Novas normas limitam quantidade, proíbem recarga e reforçam medidas de segurança para transporte de baterias portáteis.
ANAC atualiza regras para power banks em voos e restringe uso a bordo
ANAC atualizou regras para transporte de power banks em aviões (Foto: Reprodução IA)

A Agência Nacional de Aviação Civil (ANAC) atualizou, em abril de 2026, as regras para o transporte de power banks em voos no Brasil. As novas diretrizes reforçam medidas de segurança e estabelecem limites mais claros para o embarque e uso de baterias portáteis dentro das aeronaves.

De acordo com a ANAC, os power banks devem ser transportados exclusivamente na bagagem de mão. O despacho desses dispositivos está proibido. Cada passageiro pode levar, no máximo, dois carregadores portáteis, desde que respeitem os limites de capacidade definidos pela regulamentação.

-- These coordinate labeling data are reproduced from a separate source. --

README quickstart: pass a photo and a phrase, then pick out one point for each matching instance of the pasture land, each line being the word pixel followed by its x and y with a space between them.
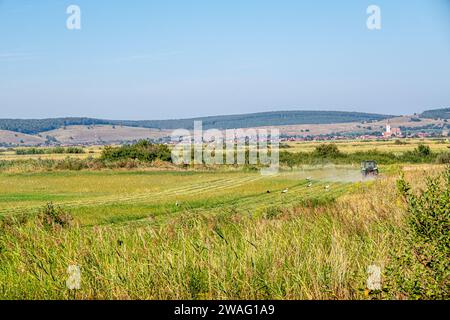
pixel 101 197
pixel 201 235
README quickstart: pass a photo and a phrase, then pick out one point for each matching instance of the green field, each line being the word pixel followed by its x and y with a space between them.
pixel 113 196
pixel 308 232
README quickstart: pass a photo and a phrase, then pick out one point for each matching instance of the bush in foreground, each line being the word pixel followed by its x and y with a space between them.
pixel 421 269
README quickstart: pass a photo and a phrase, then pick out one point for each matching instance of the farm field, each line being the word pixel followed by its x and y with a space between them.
pixel 201 235
pixel 382 145
pixel 109 197
pixel 165 232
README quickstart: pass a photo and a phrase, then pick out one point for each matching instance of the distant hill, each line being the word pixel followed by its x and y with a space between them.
pixel 436 114
pixel 279 118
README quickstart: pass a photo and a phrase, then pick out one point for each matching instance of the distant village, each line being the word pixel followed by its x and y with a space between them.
pixel 389 133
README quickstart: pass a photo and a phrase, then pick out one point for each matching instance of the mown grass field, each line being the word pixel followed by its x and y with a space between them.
pixel 117 196
pixel 305 233
pixel 436 145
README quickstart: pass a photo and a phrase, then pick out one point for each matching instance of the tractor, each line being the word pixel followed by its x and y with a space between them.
pixel 369 168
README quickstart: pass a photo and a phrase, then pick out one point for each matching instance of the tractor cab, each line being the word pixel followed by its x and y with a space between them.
pixel 369 168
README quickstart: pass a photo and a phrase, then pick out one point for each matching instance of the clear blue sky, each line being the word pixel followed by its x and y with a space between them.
pixel 180 58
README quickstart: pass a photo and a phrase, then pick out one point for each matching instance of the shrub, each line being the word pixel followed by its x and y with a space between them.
pixel 421 270
pixel 143 151
pixel 443 158
pixel 327 150
pixel 423 150
pixel 55 217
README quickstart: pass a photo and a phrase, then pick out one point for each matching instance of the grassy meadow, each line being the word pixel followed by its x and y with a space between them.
pixel 308 232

A regra segue o padrão internacional baseado na medida de energia em watt-hora (Wh). Dispositivos com até 100 Wh — que correspondem à maioria dos modelos comuns no mercado — estão liberados. Já aqueles com capacidade entre 100 Wh e 160 Wh só podem ser transportados com autorização prévia da companhia aérea. Equipamentos acima de 160 Wh são proibidos em voos.

Além do transporte, a ANAC também restringiu o uso desses dispositivos durante o voo. Está proibido utilizar o power bank para recarregar celulares ou outros eletrônicos a bordo, assim como conectar o próprio carregador portátil às tomadas da aeronave.

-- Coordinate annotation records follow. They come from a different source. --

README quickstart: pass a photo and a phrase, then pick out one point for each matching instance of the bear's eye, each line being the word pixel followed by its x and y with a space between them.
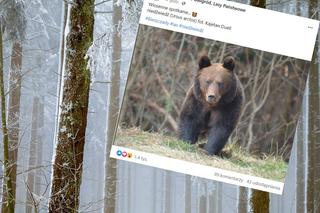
pixel 220 85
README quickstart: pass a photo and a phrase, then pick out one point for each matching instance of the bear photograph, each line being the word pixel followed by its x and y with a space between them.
pixel 212 103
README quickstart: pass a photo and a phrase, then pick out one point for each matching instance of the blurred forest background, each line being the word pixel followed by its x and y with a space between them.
pixel 165 64
pixel 55 144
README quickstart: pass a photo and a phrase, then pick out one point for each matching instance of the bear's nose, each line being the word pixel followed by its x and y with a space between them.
pixel 211 97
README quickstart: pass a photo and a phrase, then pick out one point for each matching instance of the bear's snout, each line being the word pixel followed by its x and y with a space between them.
pixel 212 98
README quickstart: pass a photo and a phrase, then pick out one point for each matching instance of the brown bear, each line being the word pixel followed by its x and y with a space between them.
pixel 212 104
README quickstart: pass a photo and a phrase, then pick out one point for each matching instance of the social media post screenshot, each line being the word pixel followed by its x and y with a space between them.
pixel 215 91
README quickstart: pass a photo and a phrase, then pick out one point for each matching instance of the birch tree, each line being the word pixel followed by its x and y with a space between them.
pixel 14 23
pixel 7 180
pixel 67 168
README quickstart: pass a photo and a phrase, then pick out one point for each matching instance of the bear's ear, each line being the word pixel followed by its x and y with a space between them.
pixel 229 63
pixel 204 62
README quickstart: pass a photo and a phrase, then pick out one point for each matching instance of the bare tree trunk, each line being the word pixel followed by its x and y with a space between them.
pixel 37 187
pixel 300 175
pixel 32 157
pixel 259 200
pixel 113 111
pixel 67 168
pixel 13 118
pixel 313 136
pixel 8 201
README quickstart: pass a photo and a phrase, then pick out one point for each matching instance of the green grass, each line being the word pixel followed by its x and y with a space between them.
pixel 234 157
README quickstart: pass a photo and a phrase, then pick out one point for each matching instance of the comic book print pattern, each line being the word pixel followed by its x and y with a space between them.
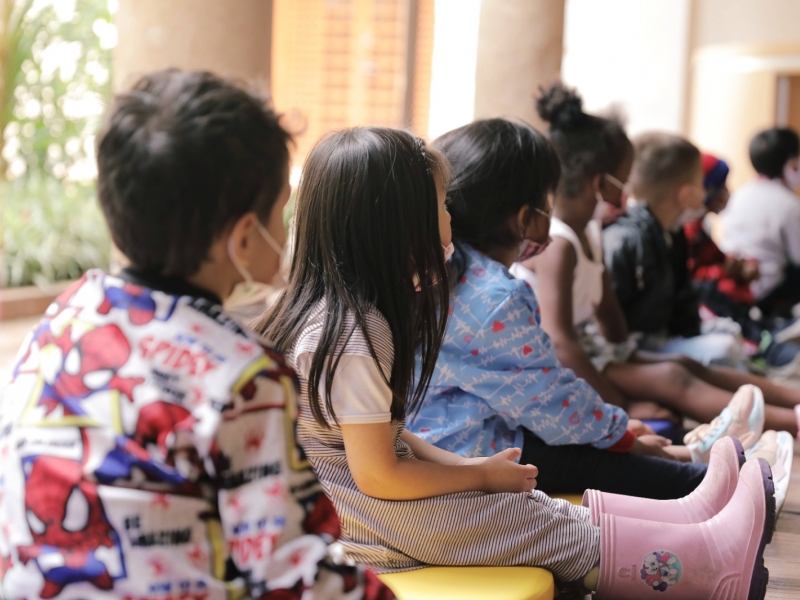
pixel 143 455
pixel 497 373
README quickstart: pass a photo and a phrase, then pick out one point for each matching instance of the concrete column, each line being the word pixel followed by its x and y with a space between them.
pixel 228 38
pixel 520 44
pixel 232 39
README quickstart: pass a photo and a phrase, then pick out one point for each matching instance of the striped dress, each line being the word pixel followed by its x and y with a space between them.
pixel 468 528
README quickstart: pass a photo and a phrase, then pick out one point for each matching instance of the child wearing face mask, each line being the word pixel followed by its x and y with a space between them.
pixel 368 290
pixel 646 257
pixel 762 221
pixel 144 433
pixel 579 309
pixel 497 382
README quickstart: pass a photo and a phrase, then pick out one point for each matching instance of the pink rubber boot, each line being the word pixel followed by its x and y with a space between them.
pixel 710 497
pixel 720 559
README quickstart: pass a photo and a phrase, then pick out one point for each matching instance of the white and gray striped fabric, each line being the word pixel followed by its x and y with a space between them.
pixel 470 528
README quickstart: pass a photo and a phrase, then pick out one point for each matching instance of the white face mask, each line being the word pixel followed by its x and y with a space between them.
pixel 448 251
pixel 599 208
pixel 250 291
pixel 791 175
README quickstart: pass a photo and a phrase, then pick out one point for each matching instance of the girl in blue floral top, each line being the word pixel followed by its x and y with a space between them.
pixel 498 383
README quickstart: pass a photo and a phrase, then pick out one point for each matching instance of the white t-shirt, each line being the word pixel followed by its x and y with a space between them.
pixel 587 281
pixel 359 393
pixel 762 221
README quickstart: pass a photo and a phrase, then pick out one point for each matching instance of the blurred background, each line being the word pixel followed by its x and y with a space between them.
pixel 713 70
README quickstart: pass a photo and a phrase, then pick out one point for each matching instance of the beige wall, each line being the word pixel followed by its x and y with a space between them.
pixel 741 48
pixel 746 21
pixel 194 34
pixel 520 45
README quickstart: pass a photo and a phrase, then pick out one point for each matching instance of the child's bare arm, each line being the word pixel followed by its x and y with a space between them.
pixel 556 270
pixel 380 473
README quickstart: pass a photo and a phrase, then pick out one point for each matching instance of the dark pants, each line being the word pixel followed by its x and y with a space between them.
pixel 779 302
pixel 573 469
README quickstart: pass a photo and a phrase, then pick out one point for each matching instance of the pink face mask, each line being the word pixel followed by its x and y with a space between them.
pixel 529 249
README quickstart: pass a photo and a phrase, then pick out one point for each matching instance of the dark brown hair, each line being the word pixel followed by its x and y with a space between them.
pixel 367 227
pixel 182 156
pixel 663 162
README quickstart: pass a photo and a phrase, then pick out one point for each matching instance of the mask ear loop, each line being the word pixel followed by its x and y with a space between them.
pixel 248 279
pixel 268 237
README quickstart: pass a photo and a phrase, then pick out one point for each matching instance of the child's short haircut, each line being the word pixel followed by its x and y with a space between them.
pixel 663 162
pixel 181 157
pixel 770 149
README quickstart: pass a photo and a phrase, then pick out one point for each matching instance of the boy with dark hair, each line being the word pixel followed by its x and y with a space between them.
pixel 645 250
pixel 143 446
pixel 762 220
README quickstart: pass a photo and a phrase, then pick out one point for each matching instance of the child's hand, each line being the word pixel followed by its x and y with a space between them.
pixel 501 474
pixel 475 460
pixel 637 428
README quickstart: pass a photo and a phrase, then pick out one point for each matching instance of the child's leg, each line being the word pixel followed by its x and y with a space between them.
pixel 571 469
pixel 478 529
pixel 676 386
pixel 727 378
pixel 671 384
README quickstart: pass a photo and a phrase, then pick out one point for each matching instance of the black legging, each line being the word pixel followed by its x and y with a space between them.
pixel 572 469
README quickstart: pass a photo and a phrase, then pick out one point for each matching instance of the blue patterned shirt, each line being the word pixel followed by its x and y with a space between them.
pixel 497 373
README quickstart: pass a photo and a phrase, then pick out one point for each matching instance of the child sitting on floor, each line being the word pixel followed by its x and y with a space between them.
pixel 762 220
pixel 368 289
pixel 645 254
pixel 579 308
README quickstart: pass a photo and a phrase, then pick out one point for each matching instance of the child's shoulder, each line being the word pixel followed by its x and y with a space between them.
pixel 372 329
pixel 629 229
pixel 486 285
pixel 162 323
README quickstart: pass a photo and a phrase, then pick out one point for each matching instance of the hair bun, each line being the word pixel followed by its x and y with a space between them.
pixel 560 106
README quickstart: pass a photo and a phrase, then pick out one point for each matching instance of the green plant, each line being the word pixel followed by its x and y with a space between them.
pixel 54 230
pixel 55 74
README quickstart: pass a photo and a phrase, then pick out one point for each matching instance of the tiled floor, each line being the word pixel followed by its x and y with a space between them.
pixel 782 555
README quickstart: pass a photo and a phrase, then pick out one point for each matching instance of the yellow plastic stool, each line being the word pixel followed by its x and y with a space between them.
pixel 571 498
pixel 471 583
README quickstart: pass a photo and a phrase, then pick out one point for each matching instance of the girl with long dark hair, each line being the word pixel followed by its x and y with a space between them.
pixel 368 289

Outro ponto importante diz respeito à segurança. Os dispositivos devem estar protegidos contra curto-circuito, o que pode ser garantido com terminais isolados ou mantendo o equipamento na embalagem original.

Para os passageiros que possuem power banks com capacidade indicada em miliampere-hora (mAh), é necessário fazer a conversão para Wh para verificar se o equipamento está dentro dos limites permitidos. Em geral, modelos de 10.000 mAh (cerca de 37 Wh) e 20.000 mAh (aproximadamente 74 Wh) seguem autorizados para transporte.

As mudanças acompanham padrões internacionais de segurança aérea e buscam reduzir riscos associados ao transporte de baterias de íon-lítio, que podem apresentar perigo em caso de superaquecimento ou danos.